Tesla a été reconnue partiellement responsable d’un accident mortel survenu en Floride en 2019 et a été condamnée par un jury fédéral à verser 243 millions de dollars aux victimes. Cette décision judiciaire, rendue à Miami, relance les débats sur les limites des systèmes d’aide à la conduite et leur communication auprès du public.
Le drame remonte au 25 avril 2019, à Key Largo. George McGee circulait à bord d’une Tesla Model S avec l’Autopilot activé. En tentant de récupérer son téléphone tombé au sol, le conducteur n’a pas respecté un stop et a percuté un véhicule stationné. À proximité se trouvaient Naibel Benavides Leon, 22 ans, tuée sur le coup, et son compagnon, Dillon Angulo, grièvement blessé.
Lors du procès, McGee a admis sa distraction, mais a affirmé avoir placé une confiance excessive dans le système de conduite assistée, estimant que la voiture aurait dû réagir d’elle-même face à l’obstacle. Le jury a partagé la responsabilité de l’accident à 67 % pour le conducteur et à 33 % pour Tesla.

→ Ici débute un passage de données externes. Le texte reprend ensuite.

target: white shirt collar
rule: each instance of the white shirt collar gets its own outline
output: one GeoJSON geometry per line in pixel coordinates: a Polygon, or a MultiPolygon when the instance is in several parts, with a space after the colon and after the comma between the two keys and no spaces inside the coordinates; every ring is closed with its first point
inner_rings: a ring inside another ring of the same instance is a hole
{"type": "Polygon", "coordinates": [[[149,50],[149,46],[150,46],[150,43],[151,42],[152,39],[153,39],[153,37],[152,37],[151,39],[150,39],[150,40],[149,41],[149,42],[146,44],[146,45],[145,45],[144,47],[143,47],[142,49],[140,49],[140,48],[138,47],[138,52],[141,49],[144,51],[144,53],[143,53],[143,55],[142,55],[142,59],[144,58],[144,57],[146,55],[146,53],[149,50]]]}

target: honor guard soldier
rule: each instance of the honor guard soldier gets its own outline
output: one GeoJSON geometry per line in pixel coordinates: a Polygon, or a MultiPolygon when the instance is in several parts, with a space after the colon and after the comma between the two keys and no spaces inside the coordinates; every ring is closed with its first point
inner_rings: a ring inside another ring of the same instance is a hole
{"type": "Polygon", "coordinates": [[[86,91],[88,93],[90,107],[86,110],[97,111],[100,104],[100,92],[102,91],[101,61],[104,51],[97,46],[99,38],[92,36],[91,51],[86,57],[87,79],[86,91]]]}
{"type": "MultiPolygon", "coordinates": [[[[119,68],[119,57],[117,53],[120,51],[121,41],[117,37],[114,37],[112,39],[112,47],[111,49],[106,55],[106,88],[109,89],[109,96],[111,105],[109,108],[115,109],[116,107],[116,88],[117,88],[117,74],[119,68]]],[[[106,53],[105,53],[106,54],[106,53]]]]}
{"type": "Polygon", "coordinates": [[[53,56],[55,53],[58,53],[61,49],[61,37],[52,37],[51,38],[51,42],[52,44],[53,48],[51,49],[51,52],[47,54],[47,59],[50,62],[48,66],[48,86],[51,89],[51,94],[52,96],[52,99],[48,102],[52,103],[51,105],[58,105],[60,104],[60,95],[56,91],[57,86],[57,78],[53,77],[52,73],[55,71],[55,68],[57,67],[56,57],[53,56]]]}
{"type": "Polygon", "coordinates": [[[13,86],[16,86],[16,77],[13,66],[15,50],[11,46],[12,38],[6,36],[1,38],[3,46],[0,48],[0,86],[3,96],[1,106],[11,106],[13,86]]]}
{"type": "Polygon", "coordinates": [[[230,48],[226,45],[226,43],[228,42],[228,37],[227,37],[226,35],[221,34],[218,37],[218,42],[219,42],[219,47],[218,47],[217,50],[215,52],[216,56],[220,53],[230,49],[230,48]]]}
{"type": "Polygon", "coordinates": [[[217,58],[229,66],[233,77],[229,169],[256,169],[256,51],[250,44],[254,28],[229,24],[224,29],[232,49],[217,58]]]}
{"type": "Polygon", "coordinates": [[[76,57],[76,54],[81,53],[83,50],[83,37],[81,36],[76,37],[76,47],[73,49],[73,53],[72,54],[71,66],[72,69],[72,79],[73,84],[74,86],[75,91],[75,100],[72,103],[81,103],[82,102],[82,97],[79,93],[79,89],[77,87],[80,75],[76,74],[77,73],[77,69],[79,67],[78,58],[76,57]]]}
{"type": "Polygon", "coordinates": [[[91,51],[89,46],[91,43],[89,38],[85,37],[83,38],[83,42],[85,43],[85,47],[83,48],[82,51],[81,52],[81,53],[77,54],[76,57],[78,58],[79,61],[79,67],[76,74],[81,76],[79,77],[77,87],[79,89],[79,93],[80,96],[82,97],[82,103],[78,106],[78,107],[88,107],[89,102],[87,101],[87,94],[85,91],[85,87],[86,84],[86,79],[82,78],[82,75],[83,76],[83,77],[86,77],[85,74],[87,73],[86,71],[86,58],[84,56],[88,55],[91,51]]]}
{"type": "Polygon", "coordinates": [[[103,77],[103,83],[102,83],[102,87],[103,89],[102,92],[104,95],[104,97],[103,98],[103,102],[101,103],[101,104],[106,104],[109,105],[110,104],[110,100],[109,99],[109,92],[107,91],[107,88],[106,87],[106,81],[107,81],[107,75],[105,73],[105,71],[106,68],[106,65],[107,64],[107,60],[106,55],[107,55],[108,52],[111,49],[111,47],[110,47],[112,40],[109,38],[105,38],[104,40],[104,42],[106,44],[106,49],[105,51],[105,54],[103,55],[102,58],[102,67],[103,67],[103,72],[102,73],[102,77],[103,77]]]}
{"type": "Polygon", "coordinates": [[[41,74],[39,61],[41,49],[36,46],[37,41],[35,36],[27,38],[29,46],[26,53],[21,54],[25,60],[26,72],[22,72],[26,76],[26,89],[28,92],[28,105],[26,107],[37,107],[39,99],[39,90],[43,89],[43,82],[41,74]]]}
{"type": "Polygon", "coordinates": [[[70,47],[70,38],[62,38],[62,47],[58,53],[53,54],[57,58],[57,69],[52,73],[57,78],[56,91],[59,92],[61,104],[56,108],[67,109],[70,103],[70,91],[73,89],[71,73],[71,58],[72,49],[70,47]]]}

Le verdict inclut 129 millions de dollars de dommages compensatoires, dont 42,6 millions à la charge directe du constructeur, ainsi que 200 millions de dommages punitifs pour négligence.
Les plaignants ont mis en cause la stratégie de Tesla, l’accusant d’avoir autorisé l’utilisation de l’Autopilot dans des conditions non conformes et de l’avoir promu à travers une communication jugée trompeuse. Le terme même d’« Autopilot » aurait contribué, selon eux, à créer un sentiment de sécurité artificiel incitant les conducteurs à relâcher leur vigilance.
Tesla a immédiatement contesté la décision, dénonçant une erreur judiciaire. Dans un communiqué, l’entreprise a déclaré qu’aucun système disponible à l’époque, ni même aujourd’hui, n’aurait pu éviter la collision. Le constructeur souligne que l’Autopilot exige en permanence l’attention du conducteur, et affirme que le comportement de McGee, notamment l’appui prolongé sur l’accélérateur, désactive certaines fonctions de freinage automatique.
Ce jugement pourrait avoir des répercussions sur toute l’industrie automobile, notamment en matière de communication autour des systèmes de conduite assistée. Il met en lumière l’écart entre les capacités réelles de ces technologies et la perception qu’en ont certains usagers. L’affaire pourrait aussi influencer les législations futures et les exigences en matière de transparence marketing.